Kurten is a town located along U.S. Highway 190 in Brazos County, Texas, United States. As of the 2020 census, it had a population of 395. It was incorporated in 2000 and is part of the Bryan–College Station metropolitan area.

==Geography==
Kurten is located in northern Brazos County along U.S. Route 190. It is 10 mi northeast of Bryan and 26 mi southwest of Madisonville. The town has a total area of 12.0 sqkm, of which 11.8 sqkm is land and 0.2 sqkm, or 1.38%, is water.

==Demographics==
The median age of the population is 41.4 years. The median age is 40.6 years for males and 46.5 years for females. Economically, the median household income stands at $62,375, with a poverty rate of 5.41%. The rate of owner-occupied housing is 90.6%, and the median home value is estimated at $190,600.

In terms of racial composition, White residents constitute 52.8% of the population, whilst Hispanic or Latino residents account for 38.2%. Asian residents represent 7.4%, an increase from 0.3% recorded in 2020. Individuals identifying as two or more races make up 0.7%, Native Americans account for 0.5%, and Black or African American residents comprise 0.4%.

Historical population
| Census | Pop. | Note | %± |
| 2010 | 398 |  | — |
| 2020 | 395 |  | −0.8% |
U.S. Decennial Census 2020 Census

==Education==
The town is served by Bryan Independent School District (BISD).

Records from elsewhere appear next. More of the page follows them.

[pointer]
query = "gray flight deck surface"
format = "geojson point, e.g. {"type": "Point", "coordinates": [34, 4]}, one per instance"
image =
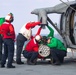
{"type": "Point", "coordinates": [43, 68]}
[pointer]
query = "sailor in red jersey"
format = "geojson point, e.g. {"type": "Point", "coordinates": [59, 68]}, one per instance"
{"type": "Point", "coordinates": [31, 49]}
{"type": "Point", "coordinates": [24, 35]}
{"type": "Point", "coordinates": [7, 30]}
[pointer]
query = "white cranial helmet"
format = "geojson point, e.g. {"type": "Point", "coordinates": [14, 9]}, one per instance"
{"type": "Point", "coordinates": [38, 37]}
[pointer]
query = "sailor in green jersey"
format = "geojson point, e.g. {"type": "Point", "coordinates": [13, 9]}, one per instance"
{"type": "Point", "coordinates": [2, 20]}
{"type": "Point", "coordinates": [51, 34]}
{"type": "Point", "coordinates": [58, 50]}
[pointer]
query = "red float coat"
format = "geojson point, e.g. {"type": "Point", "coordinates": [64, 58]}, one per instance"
{"type": "Point", "coordinates": [7, 30]}
{"type": "Point", "coordinates": [32, 44]}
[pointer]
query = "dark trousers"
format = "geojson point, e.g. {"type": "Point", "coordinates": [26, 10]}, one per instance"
{"type": "Point", "coordinates": [20, 42]}
{"type": "Point", "coordinates": [8, 52]}
{"type": "Point", "coordinates": [30, 55]}
{"type": "Point", "coordinates": [1, 41]}
{"type": "Point", "coordinates": [58, 55]}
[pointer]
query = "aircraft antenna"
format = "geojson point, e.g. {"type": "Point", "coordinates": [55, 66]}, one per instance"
{"type": "Point", "coordinates": [68, 5]}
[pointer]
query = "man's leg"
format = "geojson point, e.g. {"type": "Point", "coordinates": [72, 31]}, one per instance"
{"type": "Point", "coordinates": [20, 43]}
{"type": "Point", "coordinates": [0, 47]}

Houston Elementary School is the main zoned elementary school, while bilingual students zoned to Houston attend Henderson Elementary School. All students are zoned to: Rayburn Intermediate School, Davila Middle School, and Rudder High School.

==History==
In April 1906, the Kurten City Council passed a law that prohibited the sale and distribution of guinea fowl. Originally from Africa, these imported birds became very popular in the Central Texas region. However, their popularity declined as the guinea population faced a rapid increase in number. Consequently, the birds quickly became a problem for the local townspeople. They crowded the streets and became aggressive when confronted. In early April 1906, 11 different guinea fowl attacks had been reported, and the Kurten City Council passed the Fowl Redistribution Act.

Each year, Kurten holds its annual fireworks show on Independence Day at the Kurten Community Center. For 13 years, the fireworks show has drawn in large crowds from all over Central Texas.